People sometimes say "send regards" Today - we don't have to send regards anymore. Everyone texts or emails or calls. "Sending regards" is often just a cop out [what do you call a policeman who quits? A "cop out"] for creating true connection. I don't have the time or patience to call him so I'll send regards and feel like a great guy that I sent him a message that I remembered him. No - pick up the phone and say "Hey Jack - was thinking of you and wanted to see how things are?" [If he says "My name isn't Jack" then you have the wrong number. What then? Maybe for another post]. There are actually quite a few people out there who wish that they could open up to someone but can only find one type of person who is willing to listen - i.e. one who says that he or she will listen but on condition that 45 minutes into the conversation you give them about 300 hundred dollars. [And people actually pay it!!!]. Others don't want to open up [EVERYBODY is afraid to open up - we all walk around with bottled up secrets for only Hashem to see] but at least want to know that someone cares.

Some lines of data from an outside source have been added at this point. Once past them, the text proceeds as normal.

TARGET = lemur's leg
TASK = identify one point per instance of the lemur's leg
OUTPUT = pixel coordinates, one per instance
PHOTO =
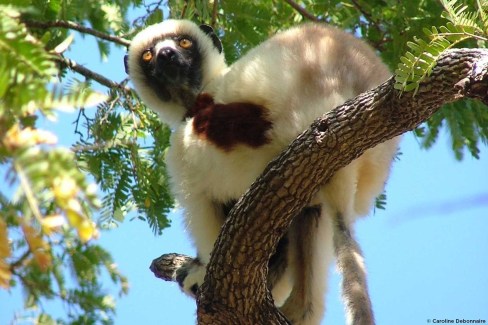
(351, 265)
(204, 228)
(310, 255)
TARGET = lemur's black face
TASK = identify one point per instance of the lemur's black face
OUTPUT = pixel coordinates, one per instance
(170, 60)
(172, 66)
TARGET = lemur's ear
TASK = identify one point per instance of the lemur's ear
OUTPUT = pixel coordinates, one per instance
(207, 29)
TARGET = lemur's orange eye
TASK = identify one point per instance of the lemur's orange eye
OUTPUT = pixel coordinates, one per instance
(147, 56)
(185, 43)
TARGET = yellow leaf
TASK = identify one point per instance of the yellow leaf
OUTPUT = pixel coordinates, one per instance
(52, 222)
(64, 188)
(87, 231)
(5, 275)
(43, 259)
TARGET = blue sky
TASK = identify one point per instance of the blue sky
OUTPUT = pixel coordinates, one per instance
(427, 253)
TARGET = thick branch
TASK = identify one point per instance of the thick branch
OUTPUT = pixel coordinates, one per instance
(77, 27)
(264, 213)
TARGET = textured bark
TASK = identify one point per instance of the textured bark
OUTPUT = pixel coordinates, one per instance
(234, 291)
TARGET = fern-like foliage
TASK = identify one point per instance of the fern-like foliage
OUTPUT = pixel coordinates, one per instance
(463, 24)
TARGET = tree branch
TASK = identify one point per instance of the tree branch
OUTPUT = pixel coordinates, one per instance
(77, 27)
(91, 74)
(302, 11)
(264, 213)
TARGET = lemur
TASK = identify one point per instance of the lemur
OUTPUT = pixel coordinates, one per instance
(229, 122)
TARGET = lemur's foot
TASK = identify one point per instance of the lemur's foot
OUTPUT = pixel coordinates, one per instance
(190, 277)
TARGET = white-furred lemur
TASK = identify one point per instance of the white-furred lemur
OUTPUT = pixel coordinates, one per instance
(229, 122)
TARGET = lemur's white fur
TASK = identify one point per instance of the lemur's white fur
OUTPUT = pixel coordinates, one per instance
(297, 75)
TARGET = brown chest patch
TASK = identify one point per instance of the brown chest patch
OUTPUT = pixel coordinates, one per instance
(227, 125)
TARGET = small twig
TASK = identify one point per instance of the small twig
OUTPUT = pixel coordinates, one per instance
(91, 74)
(77, 27)
(214, 13)
(16, 264)
(302, 11)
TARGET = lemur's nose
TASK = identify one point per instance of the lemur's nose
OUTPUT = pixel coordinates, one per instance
(166, 54)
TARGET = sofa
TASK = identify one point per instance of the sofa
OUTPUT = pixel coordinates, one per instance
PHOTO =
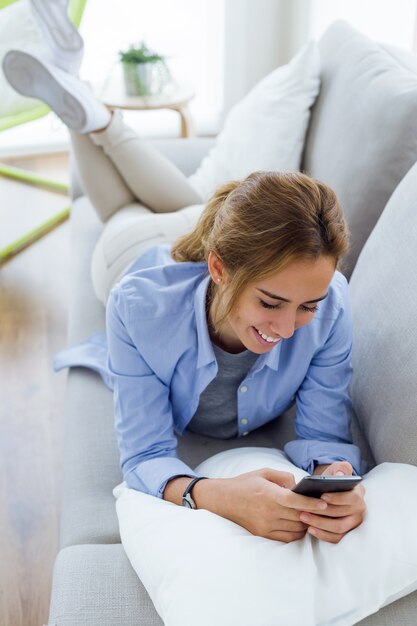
(362, 141)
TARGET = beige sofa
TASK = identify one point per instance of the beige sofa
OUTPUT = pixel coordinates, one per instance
(362, 140)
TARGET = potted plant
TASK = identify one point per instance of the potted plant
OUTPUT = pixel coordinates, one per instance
(145, 71)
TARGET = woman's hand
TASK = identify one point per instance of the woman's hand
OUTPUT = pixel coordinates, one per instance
(261, 501)
(345, 512)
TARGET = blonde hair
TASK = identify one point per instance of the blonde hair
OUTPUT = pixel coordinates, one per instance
(259, 225)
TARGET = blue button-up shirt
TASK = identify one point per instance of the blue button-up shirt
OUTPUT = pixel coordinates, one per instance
(159, 359)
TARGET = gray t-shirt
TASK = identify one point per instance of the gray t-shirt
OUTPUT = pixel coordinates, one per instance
(216, 414)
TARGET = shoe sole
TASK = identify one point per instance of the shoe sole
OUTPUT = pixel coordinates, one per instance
(59, 26)
(31, 78)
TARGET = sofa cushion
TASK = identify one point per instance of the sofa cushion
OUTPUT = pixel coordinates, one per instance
(362, 137)
(384, 300)
(237, 577)
(265, 130)
(96, 586)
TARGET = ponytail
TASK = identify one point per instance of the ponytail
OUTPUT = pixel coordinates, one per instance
(195, 246)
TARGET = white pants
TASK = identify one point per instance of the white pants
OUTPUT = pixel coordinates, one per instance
(142, 198)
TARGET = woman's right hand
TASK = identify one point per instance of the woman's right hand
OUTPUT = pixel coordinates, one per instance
(262, 502)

I often quote the Ponovitcher Rov who was asked about his thoughts upon man reaching the moon. He said "That's one small step for man, one giant leap for mankind." No. Actually that was Neil Armstrong. The Ponovitcher Rov said that indeed man reached all the way to the moon but לב אל לב לא נגעו - Hearts have yet to touch.
THAT is what we need.
Complete health and prosperity to all of my beloved friends and may we merit to spread light and goodness wherever we go.
PS - When I do die, one of my wishes is that the posts that I wrote for the blog [both here and there] be edited and committed to book form. I told my wife but she didn't seem thrilled by the idea so I am throwing it out there.